Sento na borda da cama, curvada pra frente.

– Hm, a sua coluna é tão ruinzinha…

– (em pânico) COMO ASSIM RUINZINHA? AAAAAAAAAAAAAAI!

– Um pouco de escoliose, e os processos vertebrais são pouco visíveis, não tô conseguindo encontrar um ponto de referência… [vejam como ela foi diplomática e escolheu não comentar o fato de que eu engordei feito um javali e isso também não ajudou]

– Confio na senhora, doutoraAAAAAAAAAAAAAAAAAAAARGH!

– Vou tentar aqui… (passa um tempinho) Nada. Vou tentar de novo. (mais um tempinho) Hm, nada… Vou tentar só mais uma vez, senhora, se não der agora não vou ficar furando você não, vamos desistir.

– Pode me furar à vontade, pelamordedeus pelamordedeus pelamordedeus faz parar essa dor malditaaaaaaaaaaaaaaaaaaaaaaaaaaaaaaaaaaaaaaaaaaaaaaaaaa!

– Caramba, não sei como mas eu consegui!

A obstetra sorridente cochicha no meu ouvido:

– Não falei que essa anestesista era batuta?

(Ela passou o tempo todo me dizendo pra ignorar o idiota do ginecologista, que ficou puto porque eu não tava com os exames e era antipaticíssimo, e repetindo que a anestesista era foda e que ia conseguir com certeza.)

Dou um enorme suspiro de alívio quando sinto a anestesia fazer efeito. A dor é substituída por, perdoem-me o TMI, vontade de fazer cocô. Só que eu também estava com vontade de fazer xixi. Quando falei pra obstetra que estava apertada, ela achou que era vontade de fazer cocô, ou seja, o estímulo pra fazer força pro bebê sair. Eu, anestesiadona e totalmente fora do ar de tanto que eu já tava de saco cheio daquilo tudo, nem lembrei de especificar que eu queria era um xixizinho básico. Quando finalmente a obstetra deu o OK pra eu empurrar, chegaram duas enfermeiras suuuupersimpáticas, uma jovem lourinha e uma feia com cara de brasileira, e a pediatra, uma senhora de cabelos grisalhos cortados Chanel. Todas fazendo a maior torcida e me dando os parabéns por estar encarando tudo sozinha (a minha mãe estava na sala ao lado e o Mirco foi sumariamente enxotado por mim), a obstetra repetindo “vai, vai, força que os cabelos estão chegando!”, eu empurrando, sem gritar mas fazendo nnnnnnng! até a garganta doer… e nada. As contrações não eram fortes o suficiente. No final das contas me deram uma oxitocina básica e logo depois a Carol saiu, se esgoelando. Apgar 10 e 10. Nasceu às seis e meia do dia 27. Um parto relativamente rápido e sem complicações, com dois pontos de episiorrafia, mas quer saber… VAI DOER ASSIM NA CASA DO CARALHO. Ninguém merece, juro. Não consigo nem imaginar esse povo que encara trabalho de parto de não sei quantas horas sem anestesia.

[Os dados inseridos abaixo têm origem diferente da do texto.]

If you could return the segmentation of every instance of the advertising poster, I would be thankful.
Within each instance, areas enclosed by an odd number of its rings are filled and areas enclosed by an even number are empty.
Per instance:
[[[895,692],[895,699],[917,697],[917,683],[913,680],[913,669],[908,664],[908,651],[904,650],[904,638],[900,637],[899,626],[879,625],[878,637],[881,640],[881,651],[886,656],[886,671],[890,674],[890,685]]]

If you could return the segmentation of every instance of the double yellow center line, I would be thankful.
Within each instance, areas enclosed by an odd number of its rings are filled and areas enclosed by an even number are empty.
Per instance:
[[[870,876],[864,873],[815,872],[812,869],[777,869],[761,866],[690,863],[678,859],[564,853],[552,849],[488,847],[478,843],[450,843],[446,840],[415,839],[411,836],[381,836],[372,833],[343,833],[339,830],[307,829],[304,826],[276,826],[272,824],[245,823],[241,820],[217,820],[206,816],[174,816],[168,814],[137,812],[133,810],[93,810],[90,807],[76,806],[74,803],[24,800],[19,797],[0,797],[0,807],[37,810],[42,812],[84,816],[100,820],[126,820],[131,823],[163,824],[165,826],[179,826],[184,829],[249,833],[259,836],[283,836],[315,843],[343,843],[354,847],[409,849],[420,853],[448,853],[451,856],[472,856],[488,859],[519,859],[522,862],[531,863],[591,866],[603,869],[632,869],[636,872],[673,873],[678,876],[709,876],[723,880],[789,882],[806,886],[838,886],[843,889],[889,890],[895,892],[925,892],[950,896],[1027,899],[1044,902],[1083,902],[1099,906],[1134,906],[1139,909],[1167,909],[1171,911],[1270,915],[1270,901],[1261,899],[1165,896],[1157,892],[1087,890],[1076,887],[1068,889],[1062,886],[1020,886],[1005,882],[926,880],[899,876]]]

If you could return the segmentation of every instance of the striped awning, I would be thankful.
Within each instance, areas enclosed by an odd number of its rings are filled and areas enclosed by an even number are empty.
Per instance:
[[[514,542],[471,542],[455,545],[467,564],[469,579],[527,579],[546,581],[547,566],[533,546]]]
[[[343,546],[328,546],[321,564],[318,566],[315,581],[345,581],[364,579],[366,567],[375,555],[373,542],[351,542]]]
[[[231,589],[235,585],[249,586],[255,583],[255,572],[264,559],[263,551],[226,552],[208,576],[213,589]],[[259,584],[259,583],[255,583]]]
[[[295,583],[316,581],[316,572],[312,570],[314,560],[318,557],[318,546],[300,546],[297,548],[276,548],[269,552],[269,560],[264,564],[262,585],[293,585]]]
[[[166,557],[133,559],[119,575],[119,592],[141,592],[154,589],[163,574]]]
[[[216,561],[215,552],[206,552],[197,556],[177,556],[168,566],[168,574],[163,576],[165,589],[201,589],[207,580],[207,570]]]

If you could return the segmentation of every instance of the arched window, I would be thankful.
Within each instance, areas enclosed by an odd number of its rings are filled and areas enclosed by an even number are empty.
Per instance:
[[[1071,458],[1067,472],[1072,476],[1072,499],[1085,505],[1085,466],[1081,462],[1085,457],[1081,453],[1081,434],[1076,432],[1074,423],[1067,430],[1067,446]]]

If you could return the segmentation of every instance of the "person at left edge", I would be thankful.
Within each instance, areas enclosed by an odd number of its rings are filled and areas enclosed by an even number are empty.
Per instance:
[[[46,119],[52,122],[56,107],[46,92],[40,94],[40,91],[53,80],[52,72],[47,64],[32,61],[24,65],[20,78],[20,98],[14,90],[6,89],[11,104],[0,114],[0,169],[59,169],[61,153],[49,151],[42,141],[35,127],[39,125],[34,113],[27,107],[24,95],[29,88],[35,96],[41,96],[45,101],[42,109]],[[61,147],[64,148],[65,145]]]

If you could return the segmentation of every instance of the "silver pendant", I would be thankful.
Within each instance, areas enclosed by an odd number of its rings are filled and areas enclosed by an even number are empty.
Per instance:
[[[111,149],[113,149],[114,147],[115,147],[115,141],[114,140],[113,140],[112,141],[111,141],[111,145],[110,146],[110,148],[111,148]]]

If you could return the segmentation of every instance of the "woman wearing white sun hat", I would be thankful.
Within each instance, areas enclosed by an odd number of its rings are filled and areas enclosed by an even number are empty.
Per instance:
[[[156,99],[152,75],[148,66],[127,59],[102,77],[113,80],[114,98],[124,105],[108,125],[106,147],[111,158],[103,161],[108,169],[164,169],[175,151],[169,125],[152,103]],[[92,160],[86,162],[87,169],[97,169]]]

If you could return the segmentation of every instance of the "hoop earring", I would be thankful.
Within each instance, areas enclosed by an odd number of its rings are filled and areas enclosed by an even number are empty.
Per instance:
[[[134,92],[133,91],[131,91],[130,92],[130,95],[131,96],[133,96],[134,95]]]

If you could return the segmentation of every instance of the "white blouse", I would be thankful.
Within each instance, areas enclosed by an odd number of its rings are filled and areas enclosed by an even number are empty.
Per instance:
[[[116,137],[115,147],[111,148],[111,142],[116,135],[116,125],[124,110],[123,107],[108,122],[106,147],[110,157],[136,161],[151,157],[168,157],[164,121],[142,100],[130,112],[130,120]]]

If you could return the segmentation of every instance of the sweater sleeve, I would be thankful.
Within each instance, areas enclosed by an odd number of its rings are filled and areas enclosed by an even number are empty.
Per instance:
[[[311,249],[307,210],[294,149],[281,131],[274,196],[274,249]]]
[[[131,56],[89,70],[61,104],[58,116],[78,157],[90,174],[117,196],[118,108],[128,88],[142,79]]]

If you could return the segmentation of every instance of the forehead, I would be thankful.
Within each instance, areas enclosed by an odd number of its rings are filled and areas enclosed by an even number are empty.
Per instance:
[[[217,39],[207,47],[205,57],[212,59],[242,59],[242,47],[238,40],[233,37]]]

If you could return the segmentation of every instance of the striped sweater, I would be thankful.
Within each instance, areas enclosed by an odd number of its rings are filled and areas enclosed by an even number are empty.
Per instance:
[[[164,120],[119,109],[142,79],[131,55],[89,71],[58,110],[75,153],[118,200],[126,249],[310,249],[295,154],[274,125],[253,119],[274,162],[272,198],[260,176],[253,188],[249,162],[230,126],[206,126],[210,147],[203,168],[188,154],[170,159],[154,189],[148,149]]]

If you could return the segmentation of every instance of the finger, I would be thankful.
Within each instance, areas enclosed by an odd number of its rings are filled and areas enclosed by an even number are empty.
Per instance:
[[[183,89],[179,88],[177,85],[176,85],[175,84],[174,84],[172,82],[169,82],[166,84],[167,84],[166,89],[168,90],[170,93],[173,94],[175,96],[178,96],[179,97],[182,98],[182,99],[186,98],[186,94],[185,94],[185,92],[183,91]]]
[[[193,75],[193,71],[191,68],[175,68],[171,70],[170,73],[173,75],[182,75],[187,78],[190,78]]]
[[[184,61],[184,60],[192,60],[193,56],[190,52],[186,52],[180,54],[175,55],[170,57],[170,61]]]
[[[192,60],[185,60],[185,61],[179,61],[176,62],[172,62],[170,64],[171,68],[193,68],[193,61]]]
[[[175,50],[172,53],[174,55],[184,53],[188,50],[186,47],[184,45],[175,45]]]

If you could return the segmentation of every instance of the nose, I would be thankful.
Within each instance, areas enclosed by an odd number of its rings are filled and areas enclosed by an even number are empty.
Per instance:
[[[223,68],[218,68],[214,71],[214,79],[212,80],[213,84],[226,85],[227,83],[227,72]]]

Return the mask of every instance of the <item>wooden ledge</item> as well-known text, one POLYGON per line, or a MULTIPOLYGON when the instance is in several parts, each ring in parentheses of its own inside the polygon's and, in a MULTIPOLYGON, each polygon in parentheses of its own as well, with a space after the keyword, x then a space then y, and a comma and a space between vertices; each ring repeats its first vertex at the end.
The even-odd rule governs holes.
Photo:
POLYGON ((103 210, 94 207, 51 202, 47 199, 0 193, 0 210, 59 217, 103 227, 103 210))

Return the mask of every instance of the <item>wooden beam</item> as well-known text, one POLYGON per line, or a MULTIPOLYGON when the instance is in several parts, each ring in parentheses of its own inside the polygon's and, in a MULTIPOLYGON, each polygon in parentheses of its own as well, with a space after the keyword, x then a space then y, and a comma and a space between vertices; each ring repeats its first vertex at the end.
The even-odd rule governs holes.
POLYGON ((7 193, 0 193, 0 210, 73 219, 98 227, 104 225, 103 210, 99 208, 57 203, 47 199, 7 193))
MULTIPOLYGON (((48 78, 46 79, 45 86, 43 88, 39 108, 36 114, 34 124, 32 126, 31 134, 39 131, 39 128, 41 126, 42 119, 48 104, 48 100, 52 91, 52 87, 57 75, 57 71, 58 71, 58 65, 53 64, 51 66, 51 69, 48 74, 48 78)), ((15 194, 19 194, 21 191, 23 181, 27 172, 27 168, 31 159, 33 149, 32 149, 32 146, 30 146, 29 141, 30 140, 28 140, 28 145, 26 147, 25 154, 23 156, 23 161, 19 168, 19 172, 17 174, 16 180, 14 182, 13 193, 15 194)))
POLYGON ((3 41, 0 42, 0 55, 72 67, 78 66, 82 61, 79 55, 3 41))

Agora… Ô país mais atrasado, vou te contar – Foligno é o ÚNICO hospital de TODA A ÚMBRIA a oferecer epidural grátis e disponível 24 horas por dia. E quando eu dizia que ia ter neném em Foligno porque tinha epidural, todo mundo me olhava de modo estranho e perguntava, “ué, mas por que você quer epidural?”. Juro. Zaireeeeeeeeeeeeeee!

(A minha resposta pronta era “porque não estamos mais na Idade Média, dahling”).